Youths have experienced disruptions to school and home life since the COVID-19 pandemic began in March 2020 [1]. The COVID-19 pandemic has disrupted the lives of adolescents by creating or exacerbating economic, food and nutrition, and housing insecurity as well as experiences of abuse, all of which negatively affect health and well-being [2,3]. Racial and ethnic discrimination is a social determinant of health [4], and existing health disparities persisted or worsened during the pandemic.

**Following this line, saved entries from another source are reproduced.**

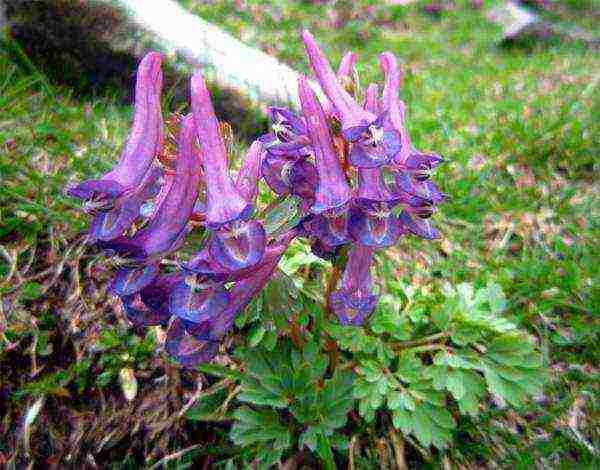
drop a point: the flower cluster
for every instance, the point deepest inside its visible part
(353, 166)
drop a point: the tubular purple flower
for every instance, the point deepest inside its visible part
(355, 301)
(372, 102)
(288, 136)
(372, 188)
(333, 190)
(238, 245)
(247, 178)
(167, 227)
(330, 229)
(110, 224)
(224, 203)
(418, 226)
(196, 303)
(290, 175)
(144, 143)
(350, 113)
(375, 227)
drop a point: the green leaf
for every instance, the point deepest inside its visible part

For example, American Indian or Alaska Native, Black, and Hispanic or Latino populations typically experienced higher rates of morbidity and mortality and economic vulnerability compared with the White population before the pandemic and also were more likely than the White population to experience morbidity and mortality from COVID-19 and economic vulnerability during the pandemic [5]. Adolescents experienced disruptions to education and accessing health care, although schools and health care providers shifted rapidly to virtual platforms and telemedicine to continue providing services [6].

To date, no study has assessed national prevalence of disruptions and adverse experiences experienced by high school students during the COVID-19 pandemic. This study addresses this knowledge gap by estimating the prevalence of disruptions and adverse experiences during the pandemic, overall and by sex, race and ethnicity, grade, and sexual identity. Public health and health care professionals, communities, schools, families, and adolescents can use these findings to better understand how students’ lives have been affected during the pandemic and what challenges need to be addressed to promote adolescent health and well-being during and after the pandemic.